Defending Islam from the Crusaders at Intercollegiate Review
A while back I got into a comment war on the Intercollegiate Review with a bunch of trolls bent on defaming Islam as a whole. Here are the two essays I composed in response, the first to the article itself, the second to a comment response to my first comment.
Comment 1-
You are making conservatism look bad by writing an essay depicting the crusaders as a pack of white knights only doing justice and fighting evil. You sound a lot like liberal, progressive social justice activists, telling tall tales of poor, oppressed peoples enduring centuries of oppression and, one day, rising up and fighting the man in a true crusade for justice. Go out on the street with those Occupy Wall Street thugs- you tell the same narrative.
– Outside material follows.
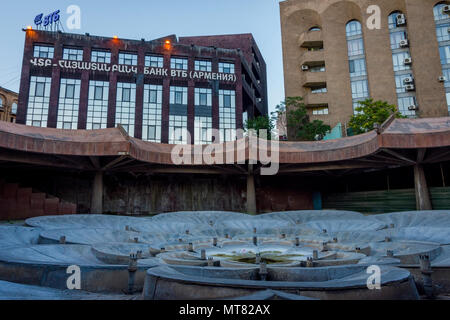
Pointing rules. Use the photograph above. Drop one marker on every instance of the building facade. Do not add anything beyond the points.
(8, 105)
(167, 90)
(334, 57)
Alexander Hamilton delivered the most conservative one-liner ever spoken: “Tis the portion of Man assigned to him by the eternal allotment of Providence, that every good which he enjoys shall be alloyed with ills, that every source of his bliss shall be a source of his affliction- save VIRTUE alone, the only unmixed good permitted to his temporal condition.” In modern Facebook English, for those uneducated out there: Anything human is both good and evil- humans are neither demons nor angels, but a poor mix of both. The closest things to demons are men who call themselves angels.
I despise anti-Western multiculturalism as much as any of you guys do, but here’s the difference- I love and appreciate Western culture without being a jingo. There’s value in every culture’s ways, as well as folly. Our culture is no exception; neither are our brothers in Islam. And in truth, there are a good many publications Muslims have churned out over the years that pay great homage to true conservative values- humility before God, valuing of individual excellence, the tragic nature of human life wrought by geopolitics and human fallibility. It’s true- read The Hundred Names of Allah, The Thousand and One Nights, and The Muqqadimah. Multiculturalism is flawed in saying that there is no objective value and therefore all cultures are equal. The truth is, there IS objective value, and all cultures tap into it in different ways which the wise man ought to value and learn from.
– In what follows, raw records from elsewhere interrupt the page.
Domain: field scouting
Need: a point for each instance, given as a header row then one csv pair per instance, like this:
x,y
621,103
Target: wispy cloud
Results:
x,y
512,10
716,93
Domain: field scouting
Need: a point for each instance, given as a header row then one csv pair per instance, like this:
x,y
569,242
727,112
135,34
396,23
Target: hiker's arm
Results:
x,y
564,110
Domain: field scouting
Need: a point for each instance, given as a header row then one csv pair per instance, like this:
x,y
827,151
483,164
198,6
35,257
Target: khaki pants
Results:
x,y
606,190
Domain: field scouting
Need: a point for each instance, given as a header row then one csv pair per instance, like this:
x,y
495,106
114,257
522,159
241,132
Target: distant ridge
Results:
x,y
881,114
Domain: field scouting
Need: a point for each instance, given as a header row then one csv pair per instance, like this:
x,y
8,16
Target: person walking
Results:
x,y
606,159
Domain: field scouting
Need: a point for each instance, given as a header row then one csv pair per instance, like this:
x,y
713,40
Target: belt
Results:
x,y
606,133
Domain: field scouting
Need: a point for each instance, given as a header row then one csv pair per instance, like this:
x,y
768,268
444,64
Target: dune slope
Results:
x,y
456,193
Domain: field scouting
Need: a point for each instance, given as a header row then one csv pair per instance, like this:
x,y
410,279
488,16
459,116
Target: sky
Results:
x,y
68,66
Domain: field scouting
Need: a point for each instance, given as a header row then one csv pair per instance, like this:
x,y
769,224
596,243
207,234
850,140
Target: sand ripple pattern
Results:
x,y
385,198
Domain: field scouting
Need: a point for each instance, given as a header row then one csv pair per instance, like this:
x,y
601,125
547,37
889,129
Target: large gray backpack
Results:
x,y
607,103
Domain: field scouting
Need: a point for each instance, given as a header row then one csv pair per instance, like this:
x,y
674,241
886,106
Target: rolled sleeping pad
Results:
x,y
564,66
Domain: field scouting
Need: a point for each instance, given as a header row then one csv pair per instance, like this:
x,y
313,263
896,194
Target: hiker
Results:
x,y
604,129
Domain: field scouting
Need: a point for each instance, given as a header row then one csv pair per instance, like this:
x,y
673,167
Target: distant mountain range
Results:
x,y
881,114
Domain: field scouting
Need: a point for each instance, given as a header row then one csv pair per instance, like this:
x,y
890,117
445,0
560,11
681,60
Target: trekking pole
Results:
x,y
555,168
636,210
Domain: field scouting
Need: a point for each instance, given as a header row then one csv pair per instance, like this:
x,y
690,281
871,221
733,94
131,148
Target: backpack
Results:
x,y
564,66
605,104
It is a shame that, in defense of Christianity and in opposition to Islam, the author should feel compelled to resort to 15th Century depictions of Christians as good and Muslims as evil. Such characterizations are as invalid and immature as 20th Century depictions of Muslims as all-righteous and civilized and Christians as barbaric and dogmatic. You have sunk to the level of those you despise in publishing this. Be reasonable. Be conservative.
There is truth in both narratives, and there is falsehood in both narratives. Such is true of all narratives. Life is tragic and our vision is distorted. Read your Homer, o ye who would claim the mantle of literature as your shield and sword.
The world really is more interesting than it seems.
Comment 2-
Mr. Dolphin,
Thank you for joining me, my fellow pontificator.
I do not disagree with anything you say on the nature of war or indeed on the nature of Islam (so long as you soberly acknowledge that essentially everything you have said about that very human religion can be said with equal validity about its cousin Christianity.) You detail with vigor the crimes Islam committed. Did not Christianity commit its own crimes? And not even always against its neighbors, but even against its own? Do ‘The Warrior Popes’ or ‘The Sack of Constantinople’ mean anything to you? Beyond the differences of culture and religion, men are men, and they have a tendency to be vicious when not constrained by Leviathan or prudence. I don’t give Islam a pass, nor do I give Christianity one; nor do I praise Islam for attaining the greatest civilization possible, anymore than I do so for Christianity.
As for the specifics, perhaps it is true that Christianity is indeed the more loving and merciful of the two. As a Christian myself I’d like to believe that. But with the record of history spread before us, none of us should be casting immediate judgments in black and white.
It should easily have been expected that the Christians would retaliate against the siezure of their lands, as much as any other people or culture has done in our own time. Does that make the conquest just and the war proper? Does that elevate our preferred faction on a pedestal above all others? I don’t see their cause as ‘just’ any more than the Muslim conquest previous to it could be called ‘just.’ War is war.
In short, Mr. Dolphin, my problem with this article is its self-serving appeals to victimization and its equation of that victimization with our righteousness, a tool of the weak and normally the revolutionary. We proud supporters of the Western tradition need not demonize our neighbors and say that all we have been taught is a lie, just to feel secure and justified in our pride. A Stoic acceptance of the evil on our side and the good on theirs is necessary to accept the good on our side and the evil on theirs.
I think it’s important that the Christian side of the story be shared, especially in light of the visceral attacks on Christianity the last two and half centuries have been host to. But just as the necessity of a return to Founding Virtue does not at all condone or justify the contemporary Right’s humiliating bastardization of the Founders’ beautiful, sublime political philosophy into populist garbage, so a true appreciation of our Christian heritage in the Crusades cannot be based upon an assertion of our self-righteousness and innocent Christian virtue.